God is holy and just. Man is sinful and incapable of upholding God’s law to be made righteous before him by our own doing. The wages of sin is death and all sin must be accounted for before a holy and just God. Unless we recognize the weight of our sin against God, we cannot fully experience the marvelous beauty of this loving act of grace towards us who follow Jesus.

For God has done what the law, weakened by the flesh, could not do. By sending his own Son in the likeness of sinful flesh and for sin, he condemned sin in the flesh, in order that the righteous requirement of the law might be fulfilled in us, who walk not according to the flesh but according to the Spirit. – Romans 8: 3-4

Our savior bore the full wrath of God in our place and experienced that punishing separation as he cried out, “My God, my God, why have you forsaken me!” And it is to him and his atoning work that the scriptures point. The Passover lamb has been slain and saved are those covered by his blood! The curtain that separated man from God’s holy presence is torn in two as we can now enter in free from the bondage of sin!

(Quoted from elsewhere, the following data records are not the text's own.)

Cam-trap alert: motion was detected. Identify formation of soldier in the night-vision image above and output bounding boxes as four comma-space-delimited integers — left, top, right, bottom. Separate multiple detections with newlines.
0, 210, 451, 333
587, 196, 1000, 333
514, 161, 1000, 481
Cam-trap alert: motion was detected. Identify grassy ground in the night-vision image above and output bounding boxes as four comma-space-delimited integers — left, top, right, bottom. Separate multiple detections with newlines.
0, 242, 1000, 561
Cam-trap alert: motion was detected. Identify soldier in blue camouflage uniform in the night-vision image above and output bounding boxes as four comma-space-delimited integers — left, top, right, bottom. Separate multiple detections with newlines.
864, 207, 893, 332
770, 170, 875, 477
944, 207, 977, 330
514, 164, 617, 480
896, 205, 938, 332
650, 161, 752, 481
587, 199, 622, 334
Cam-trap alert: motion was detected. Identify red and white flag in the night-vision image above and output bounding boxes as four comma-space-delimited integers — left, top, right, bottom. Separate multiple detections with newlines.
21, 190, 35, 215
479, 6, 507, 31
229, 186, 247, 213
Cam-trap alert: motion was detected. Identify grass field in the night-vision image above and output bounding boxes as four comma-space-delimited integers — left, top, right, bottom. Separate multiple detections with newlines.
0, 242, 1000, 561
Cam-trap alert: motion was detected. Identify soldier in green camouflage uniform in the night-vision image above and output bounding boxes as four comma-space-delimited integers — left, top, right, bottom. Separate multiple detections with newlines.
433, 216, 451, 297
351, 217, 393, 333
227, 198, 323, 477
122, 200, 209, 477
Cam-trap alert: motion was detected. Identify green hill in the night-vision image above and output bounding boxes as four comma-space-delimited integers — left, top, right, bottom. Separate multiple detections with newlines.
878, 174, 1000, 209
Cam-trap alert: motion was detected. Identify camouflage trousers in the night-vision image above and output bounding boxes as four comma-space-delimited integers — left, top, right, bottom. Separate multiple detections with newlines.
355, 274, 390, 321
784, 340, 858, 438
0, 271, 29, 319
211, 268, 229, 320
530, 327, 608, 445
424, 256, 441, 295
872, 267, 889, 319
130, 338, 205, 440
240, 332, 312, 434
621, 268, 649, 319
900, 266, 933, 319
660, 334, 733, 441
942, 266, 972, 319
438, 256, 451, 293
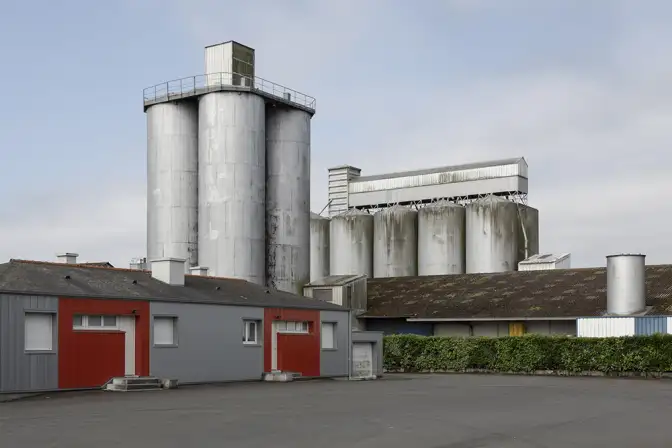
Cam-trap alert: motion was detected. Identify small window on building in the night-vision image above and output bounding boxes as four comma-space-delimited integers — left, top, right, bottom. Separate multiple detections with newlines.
154, 316, 177, 347
313, 289, 334, 302
24, 313, 54, 352
243, 320, 259, 344
322, 322, 336, 349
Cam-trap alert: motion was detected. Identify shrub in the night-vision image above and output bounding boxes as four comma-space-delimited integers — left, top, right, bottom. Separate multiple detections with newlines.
384, 335, 672, 373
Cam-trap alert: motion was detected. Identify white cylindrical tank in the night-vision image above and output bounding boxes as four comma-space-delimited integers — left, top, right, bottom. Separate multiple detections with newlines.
266, 106, 310, 295
418, 201, 465, 275
373, 206, 418, 278
607, 254, 646, 315
147, 101, 198, 270
466, 195, 520, 274
198, 92, 266, 284
310, 213, 329, 282
329, 209, 373, 278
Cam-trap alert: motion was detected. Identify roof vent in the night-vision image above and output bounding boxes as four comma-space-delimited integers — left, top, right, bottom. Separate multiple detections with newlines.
151, 258, 186, 286
607, 254, 646, 316
189, 266, 208, 277
56, 252, 79, 264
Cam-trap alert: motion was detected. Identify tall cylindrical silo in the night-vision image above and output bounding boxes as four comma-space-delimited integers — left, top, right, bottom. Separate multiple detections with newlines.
418, 201, 465, 275
373, 206, 418, 278
266, 106, 310, 294
147, 101, 198, 270
466, 195, 520, 274
310, 213, 329, 282
198, 92, 266, 284
329, 209, 373, 278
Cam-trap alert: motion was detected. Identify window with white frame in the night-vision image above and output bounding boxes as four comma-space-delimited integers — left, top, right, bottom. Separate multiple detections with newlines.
275, 321, 310, 334
154, 316, 177, 347
321, 322, 336, 349
243, 320, 259, 345
24, 313, 54, 352
72, 314, 119, 330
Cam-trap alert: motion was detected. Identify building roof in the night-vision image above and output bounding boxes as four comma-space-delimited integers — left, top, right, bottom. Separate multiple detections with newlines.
360, 265, 672, 320
77, 261, 114, 268
0, 260, 344, 310
306, 274, 364, 287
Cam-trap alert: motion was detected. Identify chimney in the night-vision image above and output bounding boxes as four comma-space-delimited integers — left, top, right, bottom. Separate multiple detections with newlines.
56, 252, 79, 264
151, 258, 186, 286
129, 258, 147, 271
607, 254, 646, 316
189, 266, 208, 277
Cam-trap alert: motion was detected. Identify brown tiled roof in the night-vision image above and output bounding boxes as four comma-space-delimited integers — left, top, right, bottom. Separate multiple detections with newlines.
0, 260, 344, 310
363, 265, 672, 319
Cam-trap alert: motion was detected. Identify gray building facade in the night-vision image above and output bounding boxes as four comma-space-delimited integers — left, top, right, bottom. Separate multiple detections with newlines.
0, 294, 58, 392
149, 302, 266, 384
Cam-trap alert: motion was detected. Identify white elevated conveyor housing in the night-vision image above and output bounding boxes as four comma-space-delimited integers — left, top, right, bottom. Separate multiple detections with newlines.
329, 157, 528, 216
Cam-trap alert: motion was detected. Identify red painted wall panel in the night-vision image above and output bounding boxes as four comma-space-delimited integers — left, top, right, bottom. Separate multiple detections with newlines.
58, 331, 126, 389
58, 298, 149, 389
264, 308, 321, 376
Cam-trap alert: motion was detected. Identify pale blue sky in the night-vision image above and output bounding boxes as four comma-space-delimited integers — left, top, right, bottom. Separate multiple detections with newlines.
0, 0, 672, 266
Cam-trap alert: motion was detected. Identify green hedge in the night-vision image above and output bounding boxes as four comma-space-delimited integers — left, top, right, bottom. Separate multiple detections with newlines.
384, 335, 672, 373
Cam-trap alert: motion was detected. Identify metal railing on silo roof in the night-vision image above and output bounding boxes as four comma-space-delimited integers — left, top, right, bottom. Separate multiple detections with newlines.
142, 72, 316, 113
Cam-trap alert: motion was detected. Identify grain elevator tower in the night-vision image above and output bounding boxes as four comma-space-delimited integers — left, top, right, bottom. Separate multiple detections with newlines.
144, 41, 315, 294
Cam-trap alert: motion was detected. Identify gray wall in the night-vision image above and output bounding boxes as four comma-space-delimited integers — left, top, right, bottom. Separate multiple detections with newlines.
352, 331, 383, 376
0, 295, 58, 392
320, 311, 350, 376
149, 302, 270, 383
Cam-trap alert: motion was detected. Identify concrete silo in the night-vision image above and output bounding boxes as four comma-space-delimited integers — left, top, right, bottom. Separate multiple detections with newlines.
418, 201, 465, 275
147, 100, 198, 270
373, 206, 418, 278
310, 213, 329, 282
266, 105, 311, 294
329, 209, 373, 278
466, 195, 519, 274
198, 91, 266, 284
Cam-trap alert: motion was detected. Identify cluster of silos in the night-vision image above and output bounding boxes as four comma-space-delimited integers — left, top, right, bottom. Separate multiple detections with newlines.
311, 195, 539, 279
146, 43, 311, 293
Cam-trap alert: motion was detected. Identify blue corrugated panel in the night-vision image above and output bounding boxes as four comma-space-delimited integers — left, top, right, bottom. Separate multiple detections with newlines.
635, 316, 667, 336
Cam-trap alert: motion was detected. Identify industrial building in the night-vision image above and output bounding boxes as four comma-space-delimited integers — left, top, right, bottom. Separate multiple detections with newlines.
305, 255, 672, 337
310, 157, 539, 282
0, 254, 382, 393
143, 41, 315, 294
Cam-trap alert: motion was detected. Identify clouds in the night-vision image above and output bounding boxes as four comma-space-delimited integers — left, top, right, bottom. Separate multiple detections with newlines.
0, 0, 672, 266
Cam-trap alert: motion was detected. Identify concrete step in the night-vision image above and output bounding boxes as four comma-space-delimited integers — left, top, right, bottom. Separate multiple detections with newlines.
104, 376, 163, 392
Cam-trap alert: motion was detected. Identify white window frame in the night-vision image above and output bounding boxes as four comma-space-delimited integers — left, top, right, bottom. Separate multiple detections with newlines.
152, 315, 178, 347
320, 322, 338, 350
23, 311, 56, 353
243, 319, 261, 345
72, 314, 119, 331
275, 320, 310, 334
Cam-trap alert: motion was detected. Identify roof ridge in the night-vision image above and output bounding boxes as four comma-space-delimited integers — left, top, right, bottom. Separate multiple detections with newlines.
9, 258, 150, 274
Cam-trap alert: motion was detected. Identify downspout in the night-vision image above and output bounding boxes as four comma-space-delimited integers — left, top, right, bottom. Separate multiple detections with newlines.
516, 204, 530, 260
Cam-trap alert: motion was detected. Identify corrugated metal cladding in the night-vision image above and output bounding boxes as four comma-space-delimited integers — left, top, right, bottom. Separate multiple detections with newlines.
577, 316, 672, 338
348, 159, 527, 193
635, 316, 668, 336
0, 295, 58, 392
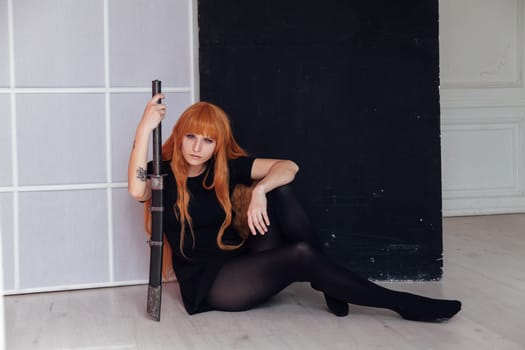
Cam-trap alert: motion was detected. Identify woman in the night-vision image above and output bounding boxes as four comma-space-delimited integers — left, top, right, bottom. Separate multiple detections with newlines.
128, 94, 461, 321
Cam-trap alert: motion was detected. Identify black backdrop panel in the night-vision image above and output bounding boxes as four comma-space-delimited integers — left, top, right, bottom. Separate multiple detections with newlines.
199, 0, 442, 280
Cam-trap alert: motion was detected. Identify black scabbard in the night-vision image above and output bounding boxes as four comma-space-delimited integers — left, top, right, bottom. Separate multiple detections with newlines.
147, 80, 164, 321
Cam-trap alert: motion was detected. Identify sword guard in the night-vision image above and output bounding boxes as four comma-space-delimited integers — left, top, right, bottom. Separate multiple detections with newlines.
146, 284, 162, 321
149, 175, 166, 190
146, 239, 164, 247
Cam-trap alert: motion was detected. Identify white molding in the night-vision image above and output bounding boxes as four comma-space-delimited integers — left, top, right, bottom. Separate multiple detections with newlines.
3, 280, 148, 295
188, 0, 200, 103
443, 205, 525, 217
441, 0, 525, 90
441, 116, 525, 200
103, 0, 115, 282
7, 0, 20, 288
0, 182, 128, 193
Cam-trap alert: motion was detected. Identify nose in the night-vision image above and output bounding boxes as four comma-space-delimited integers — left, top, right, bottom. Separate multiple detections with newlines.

Only because of Christ.

As the centurion stands before our dying Lord and sees the almighty God’s plan falling into place, he can say only one thing: “Truly this man was the son of God!”

This was not just another sacrifice. We wouldn’t see it as good if it ended there. The serpent had bruised his heel, but he would soon crush the serpent’s head. This is Good Friday, and Sunday is coming.

Challenge:

Prayerfully allow yourself to wrestle with the tension between the heartache from what our Savior went through and the beauty of what he accomplished on this day.

Pray:

Lord, thank you for your grace poured out on me at the cross. Strengthen me, that I may walk by faith in your Son and be a light to the world.

Dark Thursday, Darkened Hearts, and the Light of the World

Dark Thursday, Darkened Hearts, and the Light of the World

Holy Week 2022

It is Thursday of the Holy Week. Sunday is coming.

It was dark that Thursday night long ago. The true light had come into the world, but men had loved the darkness and hated the light. That hatred had reached a murderous, hell-bound pitch as wicked men plotted the murder of the Son of God.

Torches and lanterns casting shadows off the spears and clubs could not penetrate the darkness in men’s hearts. The creatures, acting in accordance with their fallen nature, were in all-out rebellion against their creator.

The judgment of God would be poured out, but his flaming arrow of wrath would not be pointed at humanity, but instead at his own Son, standing in their place. Fallen humanity would be redeemed but the cost would be unspeakably high.

His soul was sorrowful unto death. He fell to the ground, crying out to God, “Abba Father, all things are possible for you. Remove this cup from me. Yet not what I will, but what you will.” He prayed all night, saying the same words. But the time came, the betrayer was at hand, the darkness deepened. The mob came out against him as against a robber. The darkened heart of man is on full display in violence, retaliation, betrayal, and abandonment. His own disciples fled in terror, and he stood alone.

In him was life, and the life was the light of men. -John 1:4

He had healed their diseases, patiently taught them, and revealed the Father to them. He demonstrated servant leadership, receiving everyone, dining with the least of them, and washing their feet. “Having loved his own who were in the world, he loved them to the end.” He called them friends and taught them that love is laying down your life for your friends. But the darkness did not comprehend the light and did not receive it and on the night of his betrayal and arrest, it appeared the darkness would prevail.

Yet, the light of the Son was not vanquished. Hope remains. What was it that he said? “But after I have been raised, I will go before you to Galilee.” So, all who have put their faith and trust in Christ alone, come to the supper united as one. We eat the bread and drink the wine and we remember his bloodshed for the forgiveness of our sin and his body sacrificed as the price of our redemption.

We stand in the truth and grace of the new covenant, inaugurated in his blood, our rebel hearts of stone replaced with soft hearts alive to God, and we proclaim, “Behold the Lamb of God who takes away the sins of the world.”